How ptr arithmitic works??? It doesn't make any sense....

Mon Dec 5 14:17:53 UTC 2022

On Sunday, 4 December 2022 at 19:00:15 UTC, H. S. Teoh wrote:
> This is true only if you're talking about pointers in the sense 
> of pointers in assembly language.  Languages like C and D add 
> another layer of abstraction over this.
>
>
>> Another thing with pointers is that it doesn't have "types".
>
> This is where you went wrong.  In assembly language, yes, a 
> pointer value is just a number, and there's no type associated 
> with it. However, experience has shown that manipulating 
> pointers at this raw, untyped level is extremely error-prone.  
> Therefore, in languages like C or D, a pointer *does* have a 
> type.  It's a way of preventing the programmer from making 
> silly mistakes, by associating a type (at compile-time only, of 
> course) to the pointer value.  It's a way of keeping track that 
> address 1234 points to a short, and not to a float, for 
> example.  At the assembly level, of course, this type 
> information is erased, and the pointers are just integer 
> addresses.  However, at compile-type, this type exists to 
> prevent, or at least warn, the programmer from treating the 
> value at the pointed-to address as the wrong type.  This is not 
> only because of data sizes, but the interpretation of data.  A 
> 32-bit value interpreted as an int is completely different from 
> a 32-bit value interpreted as a float, for example.  You 
> wouldn't want to perform integer arithmetic on something that's 
> supposed to be a float; the result would be garbage.
>
> In addition, although in theory memory is byte-addressable, 
> many architectures impose alignment restrictions on values 
> larger than a byte. For example, the CPU may require that 
> 32-bit values (ints or floats) must be aligned to an address 
> that's a multiple of 4 bytes.  If you add 1 to an int* address 
> and try to access the result, it may cause performance issues 
> (the CPU may have to load 2 32-bit values and reassemble parts 
> of them to form the misaligned 32-bit value) or a fault (the 
> CPU may refuse to load a non-aligned address), which could be a 
> silent failure or may cause your program to be forcefully 
> terminated. Therefore, typed pointers like short* and int* may 
> not be entirely an artifact that only exists in the compiler; 
> it may not actually be legal to add a non-aligned value to an 
> int*, depending on the hardware you're running on.
>
> Because of this, C and D implement pointer arithmetic in terms 
> of the underlying value type.

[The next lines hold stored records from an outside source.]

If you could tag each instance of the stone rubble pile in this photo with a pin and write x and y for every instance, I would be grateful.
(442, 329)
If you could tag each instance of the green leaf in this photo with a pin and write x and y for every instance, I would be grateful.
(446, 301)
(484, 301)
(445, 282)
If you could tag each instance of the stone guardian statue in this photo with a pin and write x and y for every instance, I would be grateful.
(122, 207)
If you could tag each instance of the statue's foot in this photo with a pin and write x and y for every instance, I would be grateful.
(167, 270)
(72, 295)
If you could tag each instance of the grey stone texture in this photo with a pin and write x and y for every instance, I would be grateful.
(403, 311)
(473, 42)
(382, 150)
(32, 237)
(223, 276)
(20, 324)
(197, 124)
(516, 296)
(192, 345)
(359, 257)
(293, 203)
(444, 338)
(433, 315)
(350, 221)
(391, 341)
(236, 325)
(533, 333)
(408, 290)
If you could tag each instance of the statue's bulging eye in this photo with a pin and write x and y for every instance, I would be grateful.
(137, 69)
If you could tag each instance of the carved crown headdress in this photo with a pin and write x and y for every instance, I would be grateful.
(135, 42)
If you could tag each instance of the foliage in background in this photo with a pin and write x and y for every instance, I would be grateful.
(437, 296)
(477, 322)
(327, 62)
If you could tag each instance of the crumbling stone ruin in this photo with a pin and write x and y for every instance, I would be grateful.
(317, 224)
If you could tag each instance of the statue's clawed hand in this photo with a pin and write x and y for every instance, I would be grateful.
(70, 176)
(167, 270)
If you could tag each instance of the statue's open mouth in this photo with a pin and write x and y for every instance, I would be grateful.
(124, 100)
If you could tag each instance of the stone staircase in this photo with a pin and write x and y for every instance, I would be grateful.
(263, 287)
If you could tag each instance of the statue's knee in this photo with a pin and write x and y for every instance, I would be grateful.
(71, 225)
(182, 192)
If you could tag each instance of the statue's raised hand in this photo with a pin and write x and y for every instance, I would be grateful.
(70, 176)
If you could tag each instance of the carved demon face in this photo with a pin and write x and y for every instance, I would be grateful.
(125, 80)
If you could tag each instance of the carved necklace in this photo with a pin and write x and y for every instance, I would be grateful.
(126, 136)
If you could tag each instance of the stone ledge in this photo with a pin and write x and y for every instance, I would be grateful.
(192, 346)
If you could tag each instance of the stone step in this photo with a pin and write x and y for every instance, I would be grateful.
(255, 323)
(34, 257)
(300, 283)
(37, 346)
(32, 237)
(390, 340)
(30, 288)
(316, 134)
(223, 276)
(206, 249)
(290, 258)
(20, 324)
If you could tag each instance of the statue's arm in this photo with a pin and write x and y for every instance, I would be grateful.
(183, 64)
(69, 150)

I.e., adding 1 to a char* will 
> add 1 to the underlying address, but adding 1 to an int* will 
> add int.sizeof to the underlying address instead of 1. I.e.:
>
> 	int[2] x;
> 	int* p = &x[0];	// let's say this is address 1234
> 	p++;		// p is now 1238, *not* 1235 (int.sizeof == 4)
>
> As a consequence, when you cast a raw pointer value to a typed 
> pointer, you are responsible to respect any underlying 
> alignment requirements that the machine may have. Casting a 
> non-aligned address like 1235 to a possibly-aligned pointer 
> like int* may cause problems if you're not careful.  Also, the 
> value type of the pointer *does* matter; you will get different 
> results depending on the size of the type and any alignment 
> requirements it may have.  Pointer arithmetic involving T* 
> operate in units of T.sizeof, *not* in terms of the raw pointer 
> value.
>
>
> T

Wow! Seriously, thanks a lot for this detailed explanation! I 
want to write a compiler and this type of explanations that not 
only give me the answer but explain me in detail why something 
happens are a gift for me! I wish I could meet you in person and 
buy you a coffee. Maybe one day, you never know! Thanks a lot and 
have an amazing day!